Contrast that to the Universal Troubleshooting Process, which is optimized from the ground up for the repair of equipment, computers, computer networks, and other well defined systems. There's no extraneous material to slow the Troubleshooter. This topic is discussed extensively in the December 2000 issue of Troubleshooting Professional Magazine.
If you need to clean up business processes, use Kepner-Tregoe or other tools for solving problems in fuzzily defined systems. If you need to quickly and economically solve problems in equipment, computers, computer networks, or other well defined systems, use the Universal Troubleshooting Process. If you need to do both, use both tools. One size does not fit all.
How does the Universal Troubleshooting Process course compare to the Theory of Constraints?
The Theory of Constraints (TOC) is a spectacularly effective tool for finding and exploiting bottlenecks. Its optimization, and most common use, is in finding, fixing and exploiting bottlenecks in business situations and factory floors. It could be used to fix problems of degree with well defined systems, but it's certainly not optimized for that purpose.
The UTP is optimized from the ground up to solve problems with well defined systems such as equipment, computers and networks. To help the Troubleshooter solve problems of degree (car too slow, insufficient network throughput, etc), the UTP course contains a section on bottleneck analysis. This section is pretty much the subset of the Theory of Constraints necessary to solve problems of degree in well defined systems.
Much of the Theory of Constraints is contained in "The Goal" by by Eliyahu M. Goldratt and Jeff Cox. I recommend that everyone read that book, just like I recommend reading the Troubleshooters.Com website. If you need your employees to solve problems of degree in business or the factory floor, give them Theory of Constraints training. If you need your employees to solve problems in equipment, computers and networks, give them Universal Troubleshooting Process training. If you need them to do both, give them both types of training.
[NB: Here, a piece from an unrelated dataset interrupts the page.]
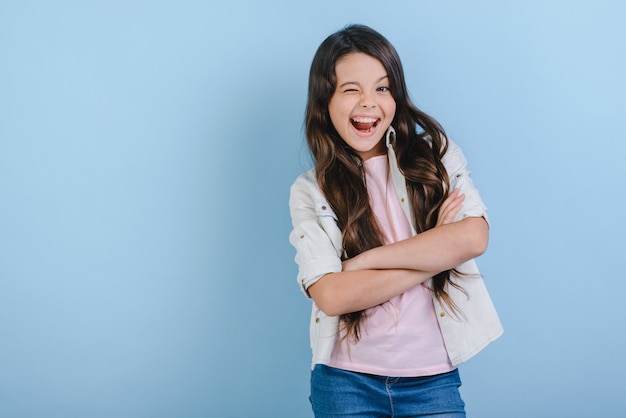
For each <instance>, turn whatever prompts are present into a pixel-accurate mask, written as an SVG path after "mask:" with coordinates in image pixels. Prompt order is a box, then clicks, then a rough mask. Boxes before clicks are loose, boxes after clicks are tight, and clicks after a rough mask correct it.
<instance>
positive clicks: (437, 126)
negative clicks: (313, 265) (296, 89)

How does the Universal Troubleshooting Process compare to automated diagnostic systems?
The very best of automated diagnostic systems were smart manuals and diagnostic machines whose software was built around a core troubleshooting process combined with the Mental Model of the specific model of system being repaired. Troubleshooters.Com formerly called these best of breed automated diagnostic systems "Era 4 Troubleshooting" systems. Intelliworxx, Inc. was the leader in the field, but has disappeared from the scene. Era 4 tools augmented, rather than replaced, valid troubleshooting process such as the UTP. Where implemented, Era 4 tools dramatically increased the productivity of Troubleshooter who understood troubleshooting as a process. Unfortunately, each Era 4 script set was system specific, and therefore very expensive to create. As far as I know, the companies creating Era 4 tools went out of business in the early 2000's.
Please be aware that today's so-called "troubleshooting expert systems" are not Era 4 tools, because they are not built around a valid troubleshooting process. Such tools must be viewed as service ticket accounting tools, searchable electronic manuals, tech support scripts, and/or collaborative symptom/solution documentation. They're tools, just like a voltmeter, good to have, but no substitute for troubleshooting process training. The effective employer gives its employees the Universal Troubleshooting Process Course.